All-girls school Santa Maria College in Perth has taken the step of including meditation in its curriculum over the past 18 months in an effort to improve students’ peace of mind and well-being.
Carol Bell, head of senior school, said meditation helped relieve anxieties associated with students’ final years, which are often very busy.
"Particularly in the senior years, we've become more aware of their increase in anxiety and the fact that they are so very busy," Bell told the ABC.
"They are always thinking about what's next, what's in the future or worrying about what's happened in the past.”
Bell, who is a devotee of the practice, added that meditation was also a practical way of introducing a skill set that allowed the girls to “unplug”.
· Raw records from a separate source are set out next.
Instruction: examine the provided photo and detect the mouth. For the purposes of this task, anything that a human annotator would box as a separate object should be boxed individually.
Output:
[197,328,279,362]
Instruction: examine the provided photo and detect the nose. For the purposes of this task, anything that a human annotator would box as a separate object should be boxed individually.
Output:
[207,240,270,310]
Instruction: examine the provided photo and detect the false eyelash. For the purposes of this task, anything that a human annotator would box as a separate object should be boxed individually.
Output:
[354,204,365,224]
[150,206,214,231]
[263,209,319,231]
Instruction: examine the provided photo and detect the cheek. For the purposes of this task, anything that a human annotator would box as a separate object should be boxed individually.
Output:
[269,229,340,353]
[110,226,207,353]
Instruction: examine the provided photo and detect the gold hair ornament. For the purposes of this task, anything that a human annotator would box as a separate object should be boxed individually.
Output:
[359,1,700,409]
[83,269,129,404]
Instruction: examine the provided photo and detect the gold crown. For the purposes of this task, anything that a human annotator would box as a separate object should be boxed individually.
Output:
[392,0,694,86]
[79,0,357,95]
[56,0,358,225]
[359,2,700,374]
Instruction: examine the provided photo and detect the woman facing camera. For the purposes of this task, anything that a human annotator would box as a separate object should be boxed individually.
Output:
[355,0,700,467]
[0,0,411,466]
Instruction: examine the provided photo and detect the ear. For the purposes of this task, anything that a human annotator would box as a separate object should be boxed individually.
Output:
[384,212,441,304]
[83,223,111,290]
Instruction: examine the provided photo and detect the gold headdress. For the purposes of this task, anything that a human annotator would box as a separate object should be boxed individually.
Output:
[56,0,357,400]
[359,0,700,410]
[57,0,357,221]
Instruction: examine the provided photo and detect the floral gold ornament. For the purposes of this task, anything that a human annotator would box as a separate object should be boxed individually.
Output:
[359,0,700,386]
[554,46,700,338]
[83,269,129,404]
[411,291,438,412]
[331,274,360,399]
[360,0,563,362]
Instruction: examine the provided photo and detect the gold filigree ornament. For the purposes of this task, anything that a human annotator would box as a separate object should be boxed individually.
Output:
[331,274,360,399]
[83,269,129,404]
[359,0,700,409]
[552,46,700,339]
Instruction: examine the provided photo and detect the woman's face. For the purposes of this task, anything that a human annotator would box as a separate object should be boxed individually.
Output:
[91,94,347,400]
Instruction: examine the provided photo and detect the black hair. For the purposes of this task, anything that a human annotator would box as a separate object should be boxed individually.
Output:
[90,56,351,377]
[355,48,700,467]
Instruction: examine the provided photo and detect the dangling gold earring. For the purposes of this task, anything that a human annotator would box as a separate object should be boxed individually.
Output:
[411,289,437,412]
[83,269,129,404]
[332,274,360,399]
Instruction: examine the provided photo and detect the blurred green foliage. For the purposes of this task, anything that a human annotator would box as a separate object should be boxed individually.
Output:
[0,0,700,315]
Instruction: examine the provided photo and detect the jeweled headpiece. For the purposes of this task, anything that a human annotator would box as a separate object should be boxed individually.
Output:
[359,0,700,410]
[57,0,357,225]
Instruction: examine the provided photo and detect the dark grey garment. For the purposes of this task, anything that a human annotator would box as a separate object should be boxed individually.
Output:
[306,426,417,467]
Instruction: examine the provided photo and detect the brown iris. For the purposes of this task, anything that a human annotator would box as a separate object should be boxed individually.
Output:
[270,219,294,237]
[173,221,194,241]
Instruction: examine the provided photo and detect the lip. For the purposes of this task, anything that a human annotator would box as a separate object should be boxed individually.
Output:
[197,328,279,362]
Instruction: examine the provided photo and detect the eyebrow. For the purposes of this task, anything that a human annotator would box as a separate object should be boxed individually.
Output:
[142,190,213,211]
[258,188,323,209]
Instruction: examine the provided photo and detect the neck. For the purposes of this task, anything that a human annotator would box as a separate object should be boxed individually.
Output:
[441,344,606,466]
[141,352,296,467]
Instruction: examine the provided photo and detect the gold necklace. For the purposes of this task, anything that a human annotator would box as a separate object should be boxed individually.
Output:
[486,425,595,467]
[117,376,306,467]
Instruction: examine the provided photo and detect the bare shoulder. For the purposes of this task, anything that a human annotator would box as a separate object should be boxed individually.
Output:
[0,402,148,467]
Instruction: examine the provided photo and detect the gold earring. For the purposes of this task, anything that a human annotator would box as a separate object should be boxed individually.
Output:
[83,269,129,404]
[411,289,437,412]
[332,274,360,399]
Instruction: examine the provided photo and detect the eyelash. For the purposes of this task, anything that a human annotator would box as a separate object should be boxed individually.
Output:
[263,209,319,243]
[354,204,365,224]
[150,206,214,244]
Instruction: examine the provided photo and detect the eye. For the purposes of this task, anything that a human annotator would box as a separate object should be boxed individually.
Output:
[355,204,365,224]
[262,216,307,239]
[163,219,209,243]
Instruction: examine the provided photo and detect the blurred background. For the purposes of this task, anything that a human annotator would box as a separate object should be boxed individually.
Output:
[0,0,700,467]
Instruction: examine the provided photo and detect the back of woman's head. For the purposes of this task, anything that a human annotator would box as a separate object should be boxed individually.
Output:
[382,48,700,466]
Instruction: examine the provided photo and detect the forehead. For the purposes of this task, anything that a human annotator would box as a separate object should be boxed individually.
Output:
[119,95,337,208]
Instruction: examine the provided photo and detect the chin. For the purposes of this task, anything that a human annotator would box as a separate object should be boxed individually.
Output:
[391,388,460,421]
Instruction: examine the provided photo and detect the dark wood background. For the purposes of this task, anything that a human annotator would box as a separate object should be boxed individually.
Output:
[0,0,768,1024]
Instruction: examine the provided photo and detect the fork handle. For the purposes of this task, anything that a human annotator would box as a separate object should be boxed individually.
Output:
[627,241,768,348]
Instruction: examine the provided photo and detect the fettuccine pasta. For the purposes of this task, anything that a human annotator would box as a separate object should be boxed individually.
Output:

Overseas research has showed meditation can enhance the concentration and focus of those who practice it.
Bell said she has noticed a difference in her students’ peace of mind since introducing the practice.
"We've certainly noticed the difference coming into exams and heavy assessment schedules that the girls are facing those a bit more relaxed," Bell said.
"I'm not seeing girls having meltdowns or in tears because they can't cope.
"There is very much a 'we can do it' attitude."
Another school harnessing the benefits of meditation is Sydney’s John Colet school, where students are given time to sit still in their chairs and think about the next educational activity they are transitioning into.
“We see that this habit of pausing in the gaps as well as doing formal meditation leads to them being able to do tasks in a still but alert state,” Gilbert Mane, the school’s former principal, told Dr Adam Fraser, a leading voice in productivity and well-being.
“Our vision for the children is to have them totally immersed and present in life.”